What has even exacerbated the situation is the alleged NDC members who have found their way onto the said steering committee.
Whereas the EC is arguing that the formation of the committee is purely administrative, the political parties and legal experts, including Professors H.E. Prempeh and Ansah Asare think otherwise. According to the electoral body, in setting up the committee, it was guided by Section 7 of Act 451, “which gives the Commission the power to form committees in the discharge of its duties”.
It also added that the committee will be coordinating the activities of the various institutions that are already working hand-in-hand with the Commission in the conduct of the general elections. But both Professors H. E. Prempeh and Ansah Asare – both legal experts, whose opinions are always respected, are punching holes in this claim.
In his recent Facebook wall post, Professor Ansah Asare noted, “we are told and asked to accept that the 18-person committee is to help ensure the smooth running of the November 7 general election.
“The constitutional responsibility of the 7-person EC is to ensure the smooth running of elections. Is the committee supplanting the Commission? Can the EC even appoint such a Steering Committee, given that the EC is exercising delegated power?”
He continued; “Assuming the committee is not supplanting the Commission, an obvious question is exactly how is the Committee going to do whatever it is supposed to do? Where is the regulation that describes the committee's responsibility?
“Depending on what the committee is tasked to do, it might be more helpful to allow the political parties and other groups, rather than the EC, to nominate its members. Alternatively, a different mode of appointment may be better if the committee is to play a security, fundraising, legal, education, etc. function,” he added.
Prof. Prempeh on his part observed; “there's a more fundamental question of mandate: What is this 18- member body going to do exactly? Who created it? The EC chair or by a resolution of the multi member EC taken at regular or special meeting of the Commission?
“What is the relationship of this committee to the Commission as a collective body? Since we have never had or needed such a 'steering committee' in any of our past elections, why now? Who determined the composition and membership and by what criteria or process were the members selected?” he asked.
Apart from the in house lawyers, the chairperson of the EC, Mrs. Charlotte Osei is also a trained lawyer. The Chronicle is, therefore, advising her and other members of the commission to critically study the arguments of Professors Prempeh and Ansah Asare before taking any entrenched position on the issue. We admit that the EC is an independent body, which must not be subjected to any control. This does not, however, mean that it cannot be reined in, if it is going wayward.

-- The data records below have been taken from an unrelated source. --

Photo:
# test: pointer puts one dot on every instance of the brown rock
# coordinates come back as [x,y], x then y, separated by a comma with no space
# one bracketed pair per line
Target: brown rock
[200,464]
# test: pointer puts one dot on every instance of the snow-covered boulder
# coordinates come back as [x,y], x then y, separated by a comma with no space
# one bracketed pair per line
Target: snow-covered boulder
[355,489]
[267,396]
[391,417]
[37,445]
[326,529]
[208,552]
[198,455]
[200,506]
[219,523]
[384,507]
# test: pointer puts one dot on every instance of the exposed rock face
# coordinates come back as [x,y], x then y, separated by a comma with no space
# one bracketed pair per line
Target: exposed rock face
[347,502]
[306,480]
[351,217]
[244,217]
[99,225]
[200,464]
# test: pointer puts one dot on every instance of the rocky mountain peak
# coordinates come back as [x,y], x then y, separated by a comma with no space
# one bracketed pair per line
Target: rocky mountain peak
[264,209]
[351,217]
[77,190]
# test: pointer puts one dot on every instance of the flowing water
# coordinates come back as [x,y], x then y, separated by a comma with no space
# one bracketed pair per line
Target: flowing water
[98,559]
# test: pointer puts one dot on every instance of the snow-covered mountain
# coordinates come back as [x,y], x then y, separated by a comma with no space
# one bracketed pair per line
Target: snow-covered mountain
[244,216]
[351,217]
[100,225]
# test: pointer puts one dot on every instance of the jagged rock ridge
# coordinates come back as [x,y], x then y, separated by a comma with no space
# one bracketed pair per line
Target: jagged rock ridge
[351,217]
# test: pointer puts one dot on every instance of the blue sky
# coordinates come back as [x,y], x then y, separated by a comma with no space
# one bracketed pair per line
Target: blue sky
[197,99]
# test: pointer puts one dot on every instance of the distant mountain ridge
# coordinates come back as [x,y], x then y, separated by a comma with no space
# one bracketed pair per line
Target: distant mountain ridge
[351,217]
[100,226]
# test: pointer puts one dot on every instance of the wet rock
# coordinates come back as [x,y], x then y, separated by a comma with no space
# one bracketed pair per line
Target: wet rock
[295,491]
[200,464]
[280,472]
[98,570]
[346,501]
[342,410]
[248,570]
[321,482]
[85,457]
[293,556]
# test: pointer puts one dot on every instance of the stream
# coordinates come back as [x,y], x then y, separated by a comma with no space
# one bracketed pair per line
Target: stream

Looking at the controversy surrounding the 2012 elections, one needs not tell Mrs. Charlotte Osei that she should tread cautiously. Though she is not directly in charge of security of this nation, she has crucial roles to play this year, if Ghana is to enjoy peace and stability.

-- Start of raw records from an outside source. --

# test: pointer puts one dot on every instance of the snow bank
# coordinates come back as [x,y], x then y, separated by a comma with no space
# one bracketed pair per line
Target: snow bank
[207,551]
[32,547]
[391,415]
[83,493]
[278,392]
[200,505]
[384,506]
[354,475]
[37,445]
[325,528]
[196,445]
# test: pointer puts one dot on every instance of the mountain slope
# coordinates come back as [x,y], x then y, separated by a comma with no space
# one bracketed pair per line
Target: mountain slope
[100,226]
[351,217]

As noted by one of the legal experts, the EC has been conducting elections in Ghana since 1992 without the use of the so called Steering Committee, so why now?
As we noted earlier, because of the controversy surrounding the 2012 elections, much attention has been focused on November 7, and the least thing Ghanaians would expert from Mrs. Osei is to add fire to the already charged atmosphere. Yes, the independence of the EC is guaranteed by the 1992 constitution, but with the political parties as major stakeholders, it behooves the EC in the name of transparency, to involve them in all its activities.
It was wrong for the EC to have used administrative measure as a ruse to set up the Steering Committee, without informing the political parties. Clearly, Mrs. Osei and her team cannot exculpate themselves from accusation that they are in bed with the ruling party, especially now that it has been established that one of the Steering Committee members has even recused himself, when his membership with the ruling party was exposed.
These accusations wouldn't have arisen if the EC had involved the political parties through IPAC, when the decision was being taken, instead of seeking refuge in the administrative measures, which is being disputed by Professor Prempeh and his colleagues. It is the hope of The Chronicle that Mrs. Osei will listen to advice and inform herself accordingly. Any belligerent stand will not augur well for our democracy, especially with regards to this years' elections.